Paulding, the Talking Potato, and an impious race

In the early part of the 19th century, the English were particularly harsh critics of the United States. They wrote or spoke out against American customs, American social habits, and American literature. American author James Kirke Paulding was one of many who were disgusted by this criticism and, in response, he wrote a book called John Bull in America; or, The New Munchausen. In his preface, Paulding wrote that the book was a transcription of a manuscript left behind by a visitor to a hotel:

On the fifth day of August, 1824, a rather genteel looking stranger arrived at the Mansion Hotel in the city of Washington, where he inquired for a retired room, and expressed his intention of staying some time. He was dressed in a blue frock, striped vest, and gray pantaloons; was about five feet ten, as is supposed, and had a nose like a potato.

The visitor is, in fact, an English traveler, whose manuscript reveals his untrained observations of America. To him, Americans are "a bundling, gouging, drinking, spitting, impious race, without either morals, literature, religion, or refinement; and that the turbulent spirit of democracy was altogether incompatible with any state of society becoming a civilized nation." In Boston, for example, he makes a claim which any Bostonian would find rather curious:

Religion is, if possible, in a worse state than literature, manners, or morals. There is not a single church in Boston, nor any religious exercises on Sunday, except in a few school rooms, by the methodists and other fanatics. I am assured it is the custom all over New-England, as well as in the states of Newburyport and Pasquotank, to spend the Sabbath like every other day in the week, except that they put on clean clothes, a thing never thought of, even among the most fashionable ladies, except on that occasion.

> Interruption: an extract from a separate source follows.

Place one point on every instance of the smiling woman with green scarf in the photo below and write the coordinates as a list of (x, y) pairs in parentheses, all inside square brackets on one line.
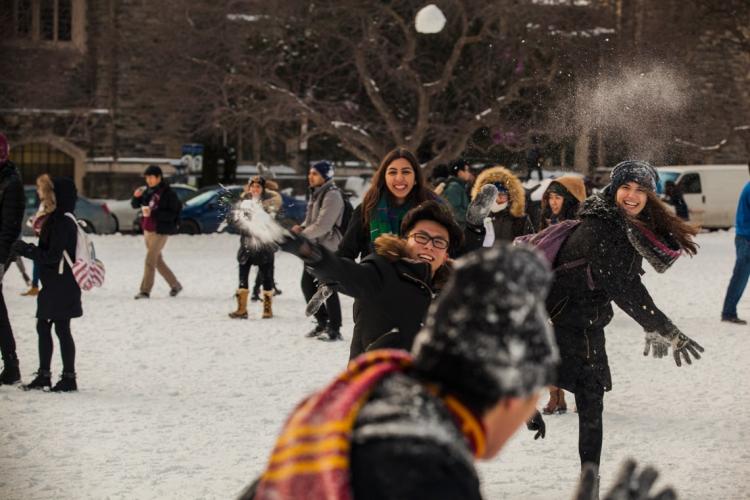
[(397, 186)]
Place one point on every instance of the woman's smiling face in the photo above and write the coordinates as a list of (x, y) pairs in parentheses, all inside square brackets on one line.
[(631, 197)]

This traveler, whom Paulding nicknames "The Talking Potato" in his preface, is particularly infected by the anti-American ideas put forward in the Quarterly Review — a British publication which frequently criticized the young United States and its people. Infused with those preconceived notions, The Talking Potato never seems to change his mind about Americans, concluding on the book's final page that they remained "the arrogant, self-sufficient, bundling, gouging, guessing, drinking, dirking, spitting, chewing, pig-stealing, impious genius of democracy, as the Quarterly says." Interestingly enough, Paulding's satirical treatment of anti-American criticism in England added to a burgeoning anti-British sentiment in the United States.

1 comment:

  1. Don't you just hate it when satire backfires? Drat! Can't they just GET it?!